If deterministic linkage cannot be established, execution status must be unproven.

3. Identity Context

The integration must surface identity-plane artifacts sufficient to resolve:

Execution construct
→ Authentication configuration
→ Identity object

Identity binding is valid only when:

  • Deterministic identifiers resolve a uniquely identifiable identity object.
  • The identity object is observable via first-party metadata.

Execution identity may be:

  • Human (delegated or run-as authority recorded as a user principal).
  • Non-human (service or application identity).

If deterministic identity resolution is not possible, identity status must be unknown.

No heuristic identity inference is permitted.

4. Execution Evidence Signals

Execution is considered proven only when:

  • A first-party execution record exists.
  • The record exposes a deterministic identifier.
  • That identifier references the specific execution construct without heuristic matching.

The integration must surface:

  • Execution records.
  • Deterministic join keys between execution record and execution construct.

If deterministic linkage cannot be established, execution status must be unproven.

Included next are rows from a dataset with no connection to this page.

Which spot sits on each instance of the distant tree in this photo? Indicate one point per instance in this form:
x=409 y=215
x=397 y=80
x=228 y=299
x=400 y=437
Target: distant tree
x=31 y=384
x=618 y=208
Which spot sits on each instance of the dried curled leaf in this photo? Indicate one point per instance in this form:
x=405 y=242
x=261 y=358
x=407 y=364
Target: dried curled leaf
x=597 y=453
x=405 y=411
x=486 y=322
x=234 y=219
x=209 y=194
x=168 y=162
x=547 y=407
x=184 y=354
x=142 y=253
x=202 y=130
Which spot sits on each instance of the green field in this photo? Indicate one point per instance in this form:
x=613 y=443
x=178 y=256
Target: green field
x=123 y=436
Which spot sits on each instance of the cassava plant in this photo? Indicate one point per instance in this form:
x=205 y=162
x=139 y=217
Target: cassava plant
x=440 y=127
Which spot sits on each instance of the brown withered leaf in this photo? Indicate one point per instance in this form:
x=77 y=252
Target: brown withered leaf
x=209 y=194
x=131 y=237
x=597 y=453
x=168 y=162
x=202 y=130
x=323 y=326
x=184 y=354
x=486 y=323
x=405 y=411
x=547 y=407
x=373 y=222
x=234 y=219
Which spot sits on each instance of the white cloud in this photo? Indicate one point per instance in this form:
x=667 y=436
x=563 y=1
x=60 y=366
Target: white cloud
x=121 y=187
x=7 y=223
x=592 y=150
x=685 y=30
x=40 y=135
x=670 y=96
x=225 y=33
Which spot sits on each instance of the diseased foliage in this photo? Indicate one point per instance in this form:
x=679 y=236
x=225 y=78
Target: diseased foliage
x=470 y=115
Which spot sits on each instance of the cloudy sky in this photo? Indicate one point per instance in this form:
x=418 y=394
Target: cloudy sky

5. Outbound / Integration Signals

If Foundry exposes first-party metadata indicating outbound endpoints, the integration may capture:

  • Configured outbound endpoint host/base URL.
  • Integration endpoint references.

Constraints:

  • Endpoint-level only.
  • No payload or header inspection.
  • No inference beyond deterministically observable configuration.

If outbound configuration artifacts are not exposed by Foundry, no outbound artifacts are defined in W1 scope.

6. Ownership Signals

If exposed by Foundry, the integration may capture:

  • Assigned owner identifiers.
  • Owner principal type.
  • Owner state (e.g., active / disabled), if deterministically observable.
  • Group ownership references.

If ownership metadata cannot be deterministically resolved, ownership must be surfaced as unknown.

No ownership inference is permitted.

7. Determinism Requirements

The Foundry integration must adhere to the following:

  • First-party metadata only.
  • Deterministic joins only.
  • No heuristic or probabilistic correlation.
  • No expansion beyond deterministically observable boundaries.

If deterministic linkage cannot be established at any layer, output must explicitly indicate unknown or unproven.

The integration is a deterministic artifact provider. All exposure evaluation occurs in W1 logic.